One of the loving and wonderful people who has been reading my messages on my coming out and search for Phillip undertook to locate him for me. She spent many hours and finally had a report for me. I have summarized that report below. Phillip Allen Jones was the love of my life. I have a very sad and lonely heart today. My first and greatest love has passed away. He lived a full and happy life I am told by his niece. His partner of many years passed just a few years ago and Phillip remained alone for the rest of his life. I feel I shared with him the best years of his youth and he certainly made mine memorable and I will always remember and appreciate that. I loved him in my heart so much over the years and now he is gone. It is so terribly frustrating to be so close to and yet not reach my lost love and horribly painful to not be able to say good-by. But the whole world now knows what a loving man he was with me and to me while we were together. My heart has turned to stone and I need my tears to wash away my sorrow. Rest in Peace Phillip.

 

 rainbow flag and hand band

 

Still, Felts said, he is glad the world now knows about their relationship and what a loving man Phillip was to him for the short time they were together. In Phillip’s memory, Felts said, he will embrace his sexuality for as long as he has left.

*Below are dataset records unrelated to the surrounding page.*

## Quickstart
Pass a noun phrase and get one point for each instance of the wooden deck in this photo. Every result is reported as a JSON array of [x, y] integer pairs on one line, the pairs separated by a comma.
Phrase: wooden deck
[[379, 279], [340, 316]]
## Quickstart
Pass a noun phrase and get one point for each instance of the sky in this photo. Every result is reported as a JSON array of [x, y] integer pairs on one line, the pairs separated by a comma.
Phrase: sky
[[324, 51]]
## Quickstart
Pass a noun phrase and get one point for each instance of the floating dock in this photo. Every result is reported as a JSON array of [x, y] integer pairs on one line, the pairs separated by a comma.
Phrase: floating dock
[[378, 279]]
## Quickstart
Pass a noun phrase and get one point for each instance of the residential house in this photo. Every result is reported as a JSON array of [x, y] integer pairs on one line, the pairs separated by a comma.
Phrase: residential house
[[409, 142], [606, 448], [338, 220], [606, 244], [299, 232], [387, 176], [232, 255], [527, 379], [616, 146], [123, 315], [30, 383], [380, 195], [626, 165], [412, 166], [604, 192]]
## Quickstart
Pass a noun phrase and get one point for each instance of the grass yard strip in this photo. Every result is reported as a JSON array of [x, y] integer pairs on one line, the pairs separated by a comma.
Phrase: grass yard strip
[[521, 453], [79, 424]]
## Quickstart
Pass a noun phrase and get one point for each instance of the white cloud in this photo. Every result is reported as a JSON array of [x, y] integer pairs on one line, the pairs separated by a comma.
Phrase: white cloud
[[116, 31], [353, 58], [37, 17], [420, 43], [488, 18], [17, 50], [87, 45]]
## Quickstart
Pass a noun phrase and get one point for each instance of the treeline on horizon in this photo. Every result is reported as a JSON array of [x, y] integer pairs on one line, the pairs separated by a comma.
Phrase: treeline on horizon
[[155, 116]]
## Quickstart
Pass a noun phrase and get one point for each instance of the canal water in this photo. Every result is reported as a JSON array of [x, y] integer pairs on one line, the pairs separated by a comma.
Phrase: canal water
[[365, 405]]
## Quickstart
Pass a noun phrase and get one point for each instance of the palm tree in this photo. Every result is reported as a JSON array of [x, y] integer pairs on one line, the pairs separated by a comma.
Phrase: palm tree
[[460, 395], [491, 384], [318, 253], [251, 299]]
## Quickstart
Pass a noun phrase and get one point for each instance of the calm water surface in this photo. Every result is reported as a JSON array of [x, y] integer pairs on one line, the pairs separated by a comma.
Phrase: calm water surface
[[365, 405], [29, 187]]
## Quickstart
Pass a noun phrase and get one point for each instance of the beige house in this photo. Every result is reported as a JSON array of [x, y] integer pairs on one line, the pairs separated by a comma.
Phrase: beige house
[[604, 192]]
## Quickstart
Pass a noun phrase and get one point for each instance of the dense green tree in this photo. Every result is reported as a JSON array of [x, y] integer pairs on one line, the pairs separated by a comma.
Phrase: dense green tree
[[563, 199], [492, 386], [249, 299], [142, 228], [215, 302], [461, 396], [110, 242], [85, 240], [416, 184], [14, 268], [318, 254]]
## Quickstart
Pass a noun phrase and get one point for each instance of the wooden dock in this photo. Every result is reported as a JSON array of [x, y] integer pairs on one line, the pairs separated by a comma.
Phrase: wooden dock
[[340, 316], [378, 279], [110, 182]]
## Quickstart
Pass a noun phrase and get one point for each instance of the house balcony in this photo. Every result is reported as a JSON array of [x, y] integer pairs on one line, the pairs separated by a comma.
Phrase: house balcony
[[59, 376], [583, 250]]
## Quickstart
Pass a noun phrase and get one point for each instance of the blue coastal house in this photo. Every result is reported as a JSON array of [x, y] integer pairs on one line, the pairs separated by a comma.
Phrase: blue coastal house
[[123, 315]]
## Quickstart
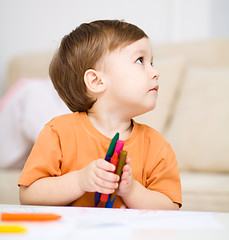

He flooded his wardrobe with rainbow-colored clothing, purchased a pride flag and even put a blue streak in his hair. Felts said that since coming out a few weeks ago, a weight has been lifted and he finally feels free. 

 

Kenneth Felts on a guided tour to Korea in 1951 

Kenneth Felts on a Guided Tour to Korea in 1951 

 

Mayes and her wife, as well as their two children, are thrilled with Felts’s decision to come out publicly and encouraged him to get involved in the LGBTQ+ community during Pride Month. Felts now attends weekly virtual senior coffee group meetings facilitated by the Center on Colfax, a LGBTQ+ group, and participated in the 2020 Denver Pride Virtual 5K on June 20. “As long as I was in the closet, all of my decisions — both conscious and subconscious — were guided by not wanting people to know I was gay,” Felts said. “All of that is gone. It feels like a load has been lifted.” Although the median age at which people come out is 20, Felts said that it is never too late to embrace who you really are, and that he hopes his story will give other people the courage to come out. “I’m going to live the Larry life from now on,” he said.